L’enfer ultime, le voici : l’abolition de tout espoir. Un désir irrépressible nous habite, mais cela qu’il veut embrasser n’existe même pas. Le désir est sans espoir. La soif du désir inextinguible n’a pas de réponse. À présent, voici le ciel : la réponse définitive à l’espoir, la soif du désir totalement désaltérée. Sur Terre, nous sommes dans une zone intermédiaire : l’espoir est possible, le désir peut entretenir l’espoir d’être rassasié - et il peut être rassasié par les objets du monde - mais que partiellement. Il y a toujours une part du désir, sa part la plus impondérable, que les objets du monde ne peuvent satisfaire. En même temps, nous n’avons pas le choix : le désir est inévitable, la soif, incontournable. L’athée conclut, comme Sartre, que l’homme est une passion inutile, comme Camus, que la quête de sens est absurde.
Mes expériences à caractère mystique entraînent deux autres réflexions. Dans la course des désirs, une chose se tisse à laquelle nous ne faisons pas attention : nous érigeons l’idole de l’accomplissement de notre désir, et cette idole, c’est nous-mêmes. Étonnamment, le matérialiste ne tient pas particulièrement à l’objet de son désir; cet objet est seulement l’effigie de sa réussite toujours anticipée, jamais accomplie. Il croit détenir une fortune personnelle, mais jamais elle ne le confirme entièrement. D’ailleurs, l’argent n’est-il pas une pure notion abstraite d’échange? Or, cette thésaurisation est aussi une effigie. Mais l’effigie de quoi? De l’idole de lui-même qu’il cherche toujours à incarner, à être, de façon à être enfin –enfin! – affirmé.
Voilà la faute originelle, celle qui a valu à l’humanité d’être expulsée du paradis : le narcissisme. Nous avons choisi de détourner notre regard de Dieu et de nous contempler nous-mêmes et nos œuvres.

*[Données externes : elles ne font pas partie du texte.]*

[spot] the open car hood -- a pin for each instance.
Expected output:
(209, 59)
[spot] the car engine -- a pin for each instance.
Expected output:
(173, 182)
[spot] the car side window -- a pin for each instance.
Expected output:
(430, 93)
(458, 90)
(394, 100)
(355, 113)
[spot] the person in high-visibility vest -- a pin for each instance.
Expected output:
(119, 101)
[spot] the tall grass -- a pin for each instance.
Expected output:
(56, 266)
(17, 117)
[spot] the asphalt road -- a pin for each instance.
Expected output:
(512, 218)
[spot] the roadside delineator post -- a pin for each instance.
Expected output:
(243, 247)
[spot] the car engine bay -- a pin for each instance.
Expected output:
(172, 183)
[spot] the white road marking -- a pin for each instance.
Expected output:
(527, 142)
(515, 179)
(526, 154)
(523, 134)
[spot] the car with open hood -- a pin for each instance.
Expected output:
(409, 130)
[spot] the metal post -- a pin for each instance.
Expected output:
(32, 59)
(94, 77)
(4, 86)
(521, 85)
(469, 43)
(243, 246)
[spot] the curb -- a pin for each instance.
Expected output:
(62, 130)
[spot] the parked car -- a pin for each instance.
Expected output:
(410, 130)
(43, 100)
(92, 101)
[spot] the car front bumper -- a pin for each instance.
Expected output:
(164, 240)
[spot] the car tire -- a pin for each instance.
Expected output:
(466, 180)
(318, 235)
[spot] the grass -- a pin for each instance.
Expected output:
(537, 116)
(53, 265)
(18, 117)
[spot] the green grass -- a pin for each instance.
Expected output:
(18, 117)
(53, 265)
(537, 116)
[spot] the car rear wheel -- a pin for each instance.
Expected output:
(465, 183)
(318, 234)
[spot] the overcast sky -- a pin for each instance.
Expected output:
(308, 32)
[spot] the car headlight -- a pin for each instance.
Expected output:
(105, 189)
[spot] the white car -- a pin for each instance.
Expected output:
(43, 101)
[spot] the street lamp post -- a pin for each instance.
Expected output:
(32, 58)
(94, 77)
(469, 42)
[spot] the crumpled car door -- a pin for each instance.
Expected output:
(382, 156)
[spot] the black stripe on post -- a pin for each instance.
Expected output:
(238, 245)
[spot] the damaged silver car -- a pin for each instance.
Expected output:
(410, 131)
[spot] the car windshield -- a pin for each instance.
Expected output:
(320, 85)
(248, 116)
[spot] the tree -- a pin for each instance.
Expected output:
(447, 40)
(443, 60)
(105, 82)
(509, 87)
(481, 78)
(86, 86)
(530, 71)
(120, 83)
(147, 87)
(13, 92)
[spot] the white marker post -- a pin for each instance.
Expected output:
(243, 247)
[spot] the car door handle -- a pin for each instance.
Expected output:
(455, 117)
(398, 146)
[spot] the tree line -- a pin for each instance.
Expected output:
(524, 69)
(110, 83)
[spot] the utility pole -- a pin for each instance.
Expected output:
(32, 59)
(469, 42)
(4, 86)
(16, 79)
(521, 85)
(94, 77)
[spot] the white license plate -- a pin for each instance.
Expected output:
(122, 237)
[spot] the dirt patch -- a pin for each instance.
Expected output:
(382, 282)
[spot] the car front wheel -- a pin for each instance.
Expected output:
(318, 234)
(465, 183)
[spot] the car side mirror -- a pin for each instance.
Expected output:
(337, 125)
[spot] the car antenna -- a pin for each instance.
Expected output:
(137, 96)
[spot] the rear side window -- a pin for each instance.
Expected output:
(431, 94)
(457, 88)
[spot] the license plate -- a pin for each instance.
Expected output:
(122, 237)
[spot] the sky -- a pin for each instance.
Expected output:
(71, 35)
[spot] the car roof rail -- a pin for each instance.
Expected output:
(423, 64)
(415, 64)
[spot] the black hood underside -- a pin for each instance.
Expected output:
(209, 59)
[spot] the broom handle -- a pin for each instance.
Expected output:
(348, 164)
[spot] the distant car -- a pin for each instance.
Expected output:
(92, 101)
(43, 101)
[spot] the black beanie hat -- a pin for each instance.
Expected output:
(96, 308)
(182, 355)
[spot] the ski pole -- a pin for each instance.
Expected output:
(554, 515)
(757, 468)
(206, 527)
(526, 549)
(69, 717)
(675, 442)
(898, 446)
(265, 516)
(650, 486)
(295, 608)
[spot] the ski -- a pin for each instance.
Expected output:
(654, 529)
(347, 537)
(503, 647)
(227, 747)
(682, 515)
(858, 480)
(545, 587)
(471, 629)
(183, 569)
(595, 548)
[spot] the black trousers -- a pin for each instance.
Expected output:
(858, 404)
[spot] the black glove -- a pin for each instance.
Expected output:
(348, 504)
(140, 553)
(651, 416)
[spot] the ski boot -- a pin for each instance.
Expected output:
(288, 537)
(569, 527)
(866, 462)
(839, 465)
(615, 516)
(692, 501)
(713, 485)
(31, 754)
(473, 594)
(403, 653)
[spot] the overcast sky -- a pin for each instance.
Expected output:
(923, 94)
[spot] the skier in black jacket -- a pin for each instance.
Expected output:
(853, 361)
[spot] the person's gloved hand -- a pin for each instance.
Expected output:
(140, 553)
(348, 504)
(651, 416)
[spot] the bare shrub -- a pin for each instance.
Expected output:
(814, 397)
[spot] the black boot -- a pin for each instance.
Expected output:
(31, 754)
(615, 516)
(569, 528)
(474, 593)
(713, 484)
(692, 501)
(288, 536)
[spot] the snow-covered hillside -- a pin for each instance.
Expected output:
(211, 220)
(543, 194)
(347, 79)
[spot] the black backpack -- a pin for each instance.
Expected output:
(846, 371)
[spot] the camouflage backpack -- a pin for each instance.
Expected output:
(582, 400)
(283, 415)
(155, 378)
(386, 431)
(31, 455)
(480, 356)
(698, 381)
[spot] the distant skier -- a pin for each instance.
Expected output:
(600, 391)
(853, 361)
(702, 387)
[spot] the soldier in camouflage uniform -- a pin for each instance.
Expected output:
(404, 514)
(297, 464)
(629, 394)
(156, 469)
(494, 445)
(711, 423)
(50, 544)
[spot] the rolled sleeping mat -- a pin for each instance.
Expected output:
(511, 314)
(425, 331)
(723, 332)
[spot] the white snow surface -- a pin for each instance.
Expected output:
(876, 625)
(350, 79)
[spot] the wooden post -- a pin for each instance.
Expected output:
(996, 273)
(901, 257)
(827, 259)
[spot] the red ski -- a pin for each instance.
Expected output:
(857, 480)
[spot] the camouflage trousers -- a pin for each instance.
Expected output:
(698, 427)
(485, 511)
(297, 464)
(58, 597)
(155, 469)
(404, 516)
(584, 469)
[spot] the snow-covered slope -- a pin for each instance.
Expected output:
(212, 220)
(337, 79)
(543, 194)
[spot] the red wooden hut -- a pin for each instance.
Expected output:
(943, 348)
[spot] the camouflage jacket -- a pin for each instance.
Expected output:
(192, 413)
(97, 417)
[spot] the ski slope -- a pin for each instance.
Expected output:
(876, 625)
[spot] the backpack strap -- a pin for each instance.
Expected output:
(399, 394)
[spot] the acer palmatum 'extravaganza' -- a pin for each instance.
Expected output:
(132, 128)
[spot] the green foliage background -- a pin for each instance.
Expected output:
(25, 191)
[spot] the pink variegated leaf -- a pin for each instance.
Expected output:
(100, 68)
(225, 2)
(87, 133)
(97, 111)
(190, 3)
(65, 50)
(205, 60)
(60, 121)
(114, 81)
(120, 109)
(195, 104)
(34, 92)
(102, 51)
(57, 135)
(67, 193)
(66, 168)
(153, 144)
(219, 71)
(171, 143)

Dans la Bible, il vaut la peine de se rappeler que la faute qui surpasse toutes les autres est l’idolâtrie, l’adoration des faux dieux. Or, voici qu’on peut dessiner un sens plus profond de l’idolâtrie : ce n’est pas l’adoration du veau d’or ou des divinités inférieures comme Baal ou Jupiter, c’est l’adoration de l’image idéalisée de soi-même que cherche incessamment à fixer le désir, qu’il s’agisse d’une statue d’entrepreneur, d’artiste, d’intellectuel, de sportif, de politicien, etc. Voilà la faute originelle, celle qui a valu à l’humanité d’être expulsée du paradis : le narcissisme. Nous avons choisi de détourner notre regard de Dieu et de nous contempler nous-mêmes et nos œuvres.
L’idolâtre cherche à être l’objet de son désir. Poursuite fondamentalement vouée à l’échec. Car l’humain n’est pas. Il existe, il se tient hors (selon l’étymologie latine : « ex stare »). Se tenant hors des choses, le désir nous conduit sans cesse à chercher à être l’objet qu’il vise. Poursuite dérisoire et absurde. Or, seul Dieu est. Atteindre à l’être, c’est atteindre à l’étreinte de Dieu. C’est le paradis.
S’agit-il de jeter le discrédit sur le désir? Certes non. Sans désir, il n’y a plus de vie. Mais toute la vie spirituelle consiste en ceci : déplacer notre regard de soi-même, de l’idole, vers le seul Dieu. Pour demeurer dans la logique du désir, il s’agit de cerner et de mettre en lumière le Désir du désir, le seul Désir qu’a toujours poursuivi et que poursuivra toujours le désir : Dieu.